Alright delete any code you have right now in your script editor and let’s get back to work. Now that we know what values a variables can refer to (integers, booleans, strings, floats, nothing, and soon we’ll learn about class objects) let’s manipulate these variables and their values. First thing though, I may not have made it clear in the last section, but in order to create a variable you must use the assignment operator which is just a basic equals sign. So take one of my examples from the last section:
integer = 5
“integer” is the name of the variable, the equals sign means “the variable ‘integer’ will now refer to the value to my right”, which in this case is an integer value of 5. This is how you build a variable, but an important note on naming conventions. ALWAYS make the names of your variables lower case, that is important, and also it is recommended that you make the variable name make sense to you so you know what value is being referred to. Alright, now that that’s out of the way, let’s manipulate these variables. Copy this code:
five = 5
four = 4
three = 3
# The sum
sum = five + four + three
Now there are a few things that need to be explained in this block of code. First of all, the comment symbol. Comments do not affect code or execution of the code AT ALL, they are simply used to explain code and help the coder not forget why he wrote a line of code the way he did.

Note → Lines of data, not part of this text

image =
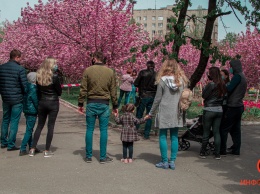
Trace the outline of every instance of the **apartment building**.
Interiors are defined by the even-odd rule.
[[[143,25],[144,30],[149,32],[150,38],[153,39],[155,36],[165,36],[169,31],[167,29],[167,19],[174,17],[172,12],[173,5],[168,5],[160,9],[141,9],[134,10],[133,17],[137,23]],[[200,37],[204,33],[204,28],[206,20],[202,17],[207,15],[207,9],[195,9],[188,10],[187,15],[192,16],[196,15],[199,19],[195,24],[192,20],[186,21],[186,34],[190,36]],[[187,17],[188,18],[188,17]],[[218,21],[216,20],[214,24],[213,34],[212,34],[213,43],[218,40]]]

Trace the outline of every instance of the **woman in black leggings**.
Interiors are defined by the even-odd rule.
[[[44,157],[51,157],[51,141],[53,137],[54,125],[59,112],[59,96],[62,93],[61,84],[58,75],[55,73],[58,69],[57,60],[48,57],[43,61],[37,70],[37,87],[38,87],[38,125],[34,133],[32,148],[29,156],[35,155],[36,145],[40,138],[42,129],[48,117],[48,133]]]

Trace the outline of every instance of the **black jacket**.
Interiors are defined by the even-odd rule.
[[[157,86],[155,85],[156,72],[154,69],[141,70],[134,81],[135,87],[138,87],[139,96],[155,97]]]
[[[62,93],[60,80],[57,74],[53,75],[52,84],[41,86],[37,83],[39,100],[59,100]]]
[[[222,106],[223,96],[219,96],[217,86],[214,82],[208,83],[202,91],[204,107]]]
[[[0,65],[0,94],[3,102],[10,105],[22,103],[26,92],[25,69],[14,60]]]

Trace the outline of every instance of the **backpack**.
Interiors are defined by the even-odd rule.
[[[179,112],[182,114],[186,112],[191,106],[192,101],[192,91],[189,88],[184,88],[180,100],[179,100]]]

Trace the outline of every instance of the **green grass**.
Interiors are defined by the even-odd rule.
[[[69,103],[78,106],[79,87],[63,88],[61,98]]]
[[[119,90],[118,90],[119,94]],[[73,88],[64,88],[61,98],[63,100],[66,100],[70,102],[71,104],[78,106],[78,96],[79,96],[79,87],[73,87]],[[124,99],[122,99],[122,102],[124,102]],[[131,102],[131,101],[130,101]],[[203,107],[198,106],[200,102],[192,102],[191,107],[187,111],[187,118],[195,118],[198,115],[202,114]],[[112,107],[110,105],[110,109],[112,110]],[[250,112],[244,112],[242,119],[245,121],[260,121],[260,116],[259,116],[259,109],[258,110],[252,110]],[[113,117],[110,117],[110,121],[114,122]],[[143,125],[141,125],[143,126]]]

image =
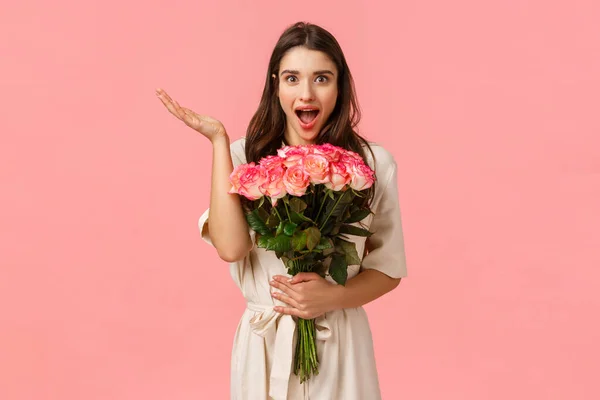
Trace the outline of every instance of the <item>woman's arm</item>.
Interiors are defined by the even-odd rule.
[[[394,289],[400,280],[370,269],[361,271],[342,286],[314,272],[301,272],[291,279],[276,275],[271,286],[281,291],[273,292],[273,297],[287,304],[275,307],[275,311],[312,319],[329,311],[365,305]]]
[[[395,289],[402,278],[390,278],[375,269],[361,271],[346,286],[338,286],[336,308],[360,307]]]
[[[230,140],[227,134],[211,140],[213,146],[210,212],[208,230],[219,257],[227,262],[242,259],[252,249],[248,223],[238,194],[231,189],[229,176],[233,172]]]
[[[231,188],[229,176],[233,172],[233,161],[225,127],[208,115],[197,114],[189,108],[181,107],[162,89],[156,90],[156,96],[171,114],[210,140],[213,159],[210,211],[206,225],[219,257],[227,262],[243,258],[252,249],[252,240],[239,195],[228,193]]]

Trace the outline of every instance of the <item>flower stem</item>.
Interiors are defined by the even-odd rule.
[[[317,216],[315,217],[315,222],[319,220],[319,216],[321,215],[321,210],[323,209],[323,205],[325,204],[325,200],[327,200],[327,195],[329,194],[329,191],[331,189],[327,189],[325,191],[325,195],[323,196],[323,201],[321,202],[321,207],[319,207],[319,212],[317,213]]]
[[[273,210],[275,210],[275,214],[277,214],[277,218],[279,218],[279,220],[281,221],[281,215],[279,215],[279,211],[277,211],[277,207],[275,207],[273,205],[273,200],[271,200],[270,197],[267,197],[269,199],[269,203],[271,203],[271,207],[273,207]]]
[[[287,203],[284,201],[284,202],[283,202],[283,205],[284,205],[284,207],[285,207],[285,212],[286,212],[286,214],[287,214],[287,216],[288,216],[288,220],[289,220],[289,221],[291,221],[291,220],[292,220],[292,217],[290,217],[290,210],[288,210]],[[281,218],[280,218],[280,219],[281,219]]]
[[[300,265],[298,260],[294,260],[293,265],[296,270],[295,273],[301,272],[298,271]],[[300,378],[300,383],[308,380],[311,375],[319,373],[314,319],[298,318],[298,341],[296,343],[294,373]]]
[[[346,192],[347,192],[347,190],[346,190]],[[327,218],[325,218],[325,221],[323,221],[323,224],[319,227],[320,231],[323,230],[323,227],[327,223],[327,220],[329,219],[329,217],[331,217],[331,214],[333,213],[333,210],[335,210],[337,208],[337,205],[340,203],[340,200],[342,200],[342,197],[344,197],[346,195],[346,192],[343,192],[342,195],[340,197],[338,197],[338,199],[335,202],[333,208],[331,209],[331,211],[329,211],[329,215],[327,215]]]
[[[294,373],[300,377],[301,383],[308,380],[311,375],[319,374],[315,330],[314,319],[298,319],[298,343],[296,345]]]

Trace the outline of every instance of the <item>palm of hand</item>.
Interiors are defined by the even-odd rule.
[[[156,96],[171,114],[211,141],[219,136],[226,135],[225,127],[215,118],[208,115],[200,115],[189,108],[181,107],[177,101],[171,99],[167,92],[162,89],[156,90]]]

To create a comment, simply being a line with a “#” symbol.
Next, we have the print command. Basically all that does is allow you to print to the screen the value to the right of it.
Finally, we have our variable manipulation. We first built three variables that each refer to integer values (3, 4, and 5). Then we added the variables together using the addition sign and due to the fact that those variables now refer to integers, it’s like adding integers together. Now, we make another variable called “sum” refer to the literal sum of the three variables we built prior to that. We end the block of code with us printing the final result to the screen which is 12. Example in the default scripts!
Alright guys, go to the “Game_Temp” default script and find a line of code that looks like a variable is being built. For me, since I’m in RMXP right now, I found the line of code:
@map_bgm = nil
Do not worry about the “@” sign, we’ll discuss that in later tutorial when we go over the different types of variables. You also don’t need to know what this means (even though you could infer that this means the map background music starts off being nothing or no music plays in the beginning unless explicitly stated). I just want to show you guys that variables can be found anywhere and they are extremely useful and there are constructed in the same way we discussed in this tutorial:
variable_name = valueConclusion
Well, hopefully this tutorial was more interesting than the last one (I’m trying lol). Good news though is that you should have a nice grip on variables and their purpose (along with the types of acceptable values a variable can refer to and manipulating variables). I will talk more about variables in later tutorials because there is still more to cover about them, but we have to learn some other information first before diving in.